Kathryn Ma's 'The Year She Left Us' is an Engaging Portrait of Identity, Family, and Home

“Go on a journey” or “a stranger comes to town:” many great stories seem to be about one or the other. Kathryn Ma’s debut novel, The Year She Left Us (Harper Collins) is about both. Ari (full name: Ariadne Bettina Yun-li Rose Kong), an 18-year-old adoptee at the breaking point of a lifelong identity crisis, travels to China and Alaska in search of — well, she’s not quite sure. She turns over a few stones, looking for something — her culture, her home, her father — and, as these journeys often go (in fiction and in life), she ends up uncovering some hard truths about herself in the process.

The story is woven together in short chapters, each from the point of view of one of the Kong women: Gran, who moved to the United States from China in her early 20s; her daughters Charlie and Lesley; and Ari, born in China and adopted by Charlie as a baby. With Ari at the story’s center, her chapters, with their first person narration, feel the most vibrant.

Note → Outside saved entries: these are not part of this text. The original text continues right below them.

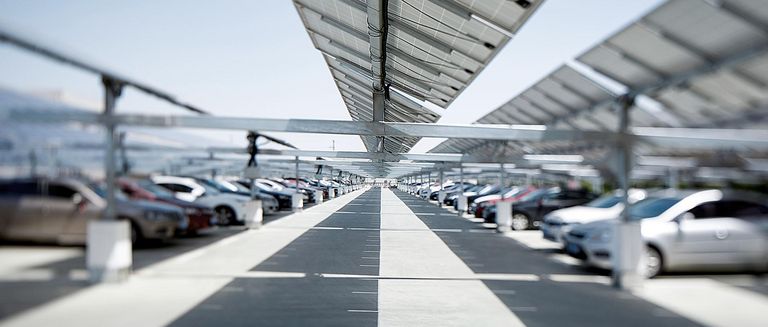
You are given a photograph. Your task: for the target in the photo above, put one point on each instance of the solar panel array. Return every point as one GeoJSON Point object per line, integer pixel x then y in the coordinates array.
{"type": "Point", "coordinates": [434, 50]}
{"type": "Point", "coordinates": [704, 63]}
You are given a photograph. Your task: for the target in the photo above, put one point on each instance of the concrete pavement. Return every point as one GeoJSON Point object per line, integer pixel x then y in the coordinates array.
{"type": "Point", "coordinates": [383, 257]}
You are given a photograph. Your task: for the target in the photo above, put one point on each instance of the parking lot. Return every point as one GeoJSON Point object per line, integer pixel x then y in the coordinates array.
{"type": "Point", "coordinates": [351, 261]}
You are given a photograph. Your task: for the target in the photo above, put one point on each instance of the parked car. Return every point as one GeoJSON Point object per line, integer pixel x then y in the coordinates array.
{"type": "Point", "coordinates": [307, 193]}
{"type": "Point", "coordinates": [482, 191]}
{"type": "Point", "coordinates": [454, 195]}
{"type": "Point", "coordinates": [685, 230]}
{"type": "Point", "coordinates": [284, 198]}
{"type": "Point", "coordinates": [228, 207]}
{"type": "Point", "coordinates": [607, 206]}
{"type": "Point", "coordinates": [58, 210]}
{"type": "Point", "coordinates": [199, 216]}
{"type": "Point", "coordinates": [529, 211]}
{"type": "Point", "coordinates": [269, 204]}
{"type": "Point", "coordinates": [511, 195]}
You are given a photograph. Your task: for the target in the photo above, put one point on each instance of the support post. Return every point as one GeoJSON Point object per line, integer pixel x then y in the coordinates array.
{"type": "Point", "coordinates": [461, 199]}
{"type": "Point", "coordinates": [441, 193]}
{"type": "Point", "coordinates": [503, 208]}
{"type": "Point", "coordinates": [108, 245]}
{"type": "Point", "coordinates": [627, 250]}
{"type": "Point", "coordinates": [297, 200]}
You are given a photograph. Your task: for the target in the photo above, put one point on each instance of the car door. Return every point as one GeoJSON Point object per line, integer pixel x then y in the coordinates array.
{"type": "Point", "coordinates": [701, 237]}
{"type": "Point", "coordinates": [27, 200]}
{"type": "Point", "coordinates": [744, 230]}
{"type": "Point", "coordinates": [58, 210]}
{"type": "Point", "coordinates": [180, 191]}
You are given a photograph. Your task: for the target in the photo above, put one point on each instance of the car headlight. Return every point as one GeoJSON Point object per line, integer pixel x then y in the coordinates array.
{"type": "Point", "coordinates": [152, 215]}
{"type": "Point", "coordinates": [601, 235]}
{"type": "Point", "coordinates": [191, 212]}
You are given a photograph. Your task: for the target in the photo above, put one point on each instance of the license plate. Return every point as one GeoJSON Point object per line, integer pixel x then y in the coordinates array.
{"type": "Point", "coordinates": [572, 248]}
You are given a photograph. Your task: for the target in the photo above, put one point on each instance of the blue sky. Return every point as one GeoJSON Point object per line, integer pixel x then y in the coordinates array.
{"type": "Point", "coordinates": [255, 59]}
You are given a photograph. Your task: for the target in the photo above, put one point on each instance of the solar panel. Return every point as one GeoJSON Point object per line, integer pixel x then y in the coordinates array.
{"type": "Point", "coordinates": [434, 49]}
{"type": "Point", "coordinates": [704, 62]}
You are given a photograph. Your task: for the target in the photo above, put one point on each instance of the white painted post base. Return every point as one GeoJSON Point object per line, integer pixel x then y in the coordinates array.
{"type": "Point", "coordinates": [503, 216]}
{"type": "Point", "coordinates": [462, 204]}
{"type": "Point", "coordinates": [297, 201]}
{"type": "Point", "coordinates": [627, 255]}
{"type": "Point", "coordinates": [254, 214]}
{"type": "Point", "coordinates": [108, 251]}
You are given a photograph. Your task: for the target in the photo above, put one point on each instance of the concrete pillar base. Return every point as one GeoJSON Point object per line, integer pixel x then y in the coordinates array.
{"type": "Point", "coordinates": [503, 216]}
{"type": "Point", "coordinates": [109, 251]}
{"type": "Point", "coordinates": [297, 202]}
{"type": "Point", "coordinates": [627, 256]}
{"type": "Point", "coordinates": [462, 204]}
{"type": "Point", "coordinates": [254, 214]}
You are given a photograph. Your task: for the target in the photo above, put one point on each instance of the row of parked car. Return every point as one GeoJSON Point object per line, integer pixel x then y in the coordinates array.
{"type": "Point", "coordinates": [682, 230]}
{"type": "Point", "coordinates": [159, 207]}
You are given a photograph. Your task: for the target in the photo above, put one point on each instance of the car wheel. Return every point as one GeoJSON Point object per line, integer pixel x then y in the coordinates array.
{"type": "Point", "coordinates": [135, 234]}
{"type": "Point", "coordinates": [520, 221]}
{"type": "Point", "coordinates": [226, 215]}
{"type": "Point", "coordinates": [653, 262]}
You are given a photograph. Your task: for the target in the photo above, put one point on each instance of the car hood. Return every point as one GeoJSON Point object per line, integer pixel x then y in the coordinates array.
{"type": "Point", "coordinates": [180, 202]}
{"type": "Point", "coordinates": [485, 198]}
{"type": "Point", "coordinates": [146, 205]}
{"type": "Point", "coordinates": [583, 214]}
{"type": "Point", "coordinates": [598, 224]}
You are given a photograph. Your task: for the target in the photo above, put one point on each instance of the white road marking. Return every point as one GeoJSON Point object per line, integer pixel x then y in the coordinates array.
{"type": "Point", "coordinates": [437, 288]}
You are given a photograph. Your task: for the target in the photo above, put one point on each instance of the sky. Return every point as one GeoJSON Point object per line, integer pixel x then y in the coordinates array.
{"type": "Point", "coordinates": [255, 59]}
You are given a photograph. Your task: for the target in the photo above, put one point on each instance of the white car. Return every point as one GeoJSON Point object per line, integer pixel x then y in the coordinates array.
{"type": "Point", "coordinates": [608, 206]}
{"type": "Point", "coordinates": [684, 231]}
{"type": "Point", "coordinates": [229, 208]}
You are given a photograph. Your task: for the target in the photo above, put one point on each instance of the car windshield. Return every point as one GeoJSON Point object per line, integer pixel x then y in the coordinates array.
{"type": "Point", "coordinates": [651, 207]}
{"type": "Point", "coordinates": [154, 188]}
{"type": "Point", "coordinates": [605, 201]}
{"type": "Point", "coordinates": [533, 195]}
{"type": "Point", "coordinates": [234, 187]}
{"type": "Point", "coordinates": [101, 190]}
{"type": "Point", "coordinates": [211, 187]}
{"type": "Point", "coordinates": [489, 189]}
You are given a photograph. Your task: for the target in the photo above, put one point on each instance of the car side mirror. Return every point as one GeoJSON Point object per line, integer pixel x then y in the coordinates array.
{"type": "Point", "coordinates": [684, 216]}
{"type": "Point", "coordinates": [79, 201]}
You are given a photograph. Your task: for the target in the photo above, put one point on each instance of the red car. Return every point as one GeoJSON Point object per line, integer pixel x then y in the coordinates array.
{"type": "Point", "coordinates": [511, 196]}
{"type": "Point", "coordinates": [200, 216]}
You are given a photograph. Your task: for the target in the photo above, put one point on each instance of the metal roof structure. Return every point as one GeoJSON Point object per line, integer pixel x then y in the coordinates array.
{"type": "Point", "coordinates": [703, 64]}
{"type": "Point", "coordinates": [386, 55]}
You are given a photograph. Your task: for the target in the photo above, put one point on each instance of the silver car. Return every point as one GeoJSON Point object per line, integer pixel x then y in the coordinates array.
{"type": "Point", "coordinates": [686, 230]}
{"type": "Point", "coordinates": [58, 210]}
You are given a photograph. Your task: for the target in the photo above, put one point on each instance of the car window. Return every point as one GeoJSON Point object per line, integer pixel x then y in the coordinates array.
{"type": "Point", "coordinates": [651, 207]}
{"type": "Point", "coordinates": [739, 208]}
{"type": "Point", "coordinates": [61, 191]}
{"type": "Point", "coordinates": [605, 201]}
{"type": "Point", "coordinates": [176, 187]}
{"type": "Point", "coordinates": [19, 188]}
{"type": "Point", "coordinates": [154, 188]}
{"type": "Point", "coordinates": [704, 211]}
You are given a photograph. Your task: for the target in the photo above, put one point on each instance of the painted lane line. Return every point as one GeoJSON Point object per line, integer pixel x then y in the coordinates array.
{"type": "Point", "coordinates": [504, 292]}
{"type": "Point", "coordinates": [446, 230]}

Charlie and Les’s third person chapters, in comparison, lack the same urgency. Multiple scenes give the reader an intimate understanding of the sisters’ professional lives (Charlie is a lawyer, Les a judge), which are marginally interesting but distract from the central themes of the novel. Perhaps they were included to round the characters out, to show that women’s lives are more than their relationships. It’s a nice impulse, but not necessary — the relationships are rich and troubled enough to carry the story on their own.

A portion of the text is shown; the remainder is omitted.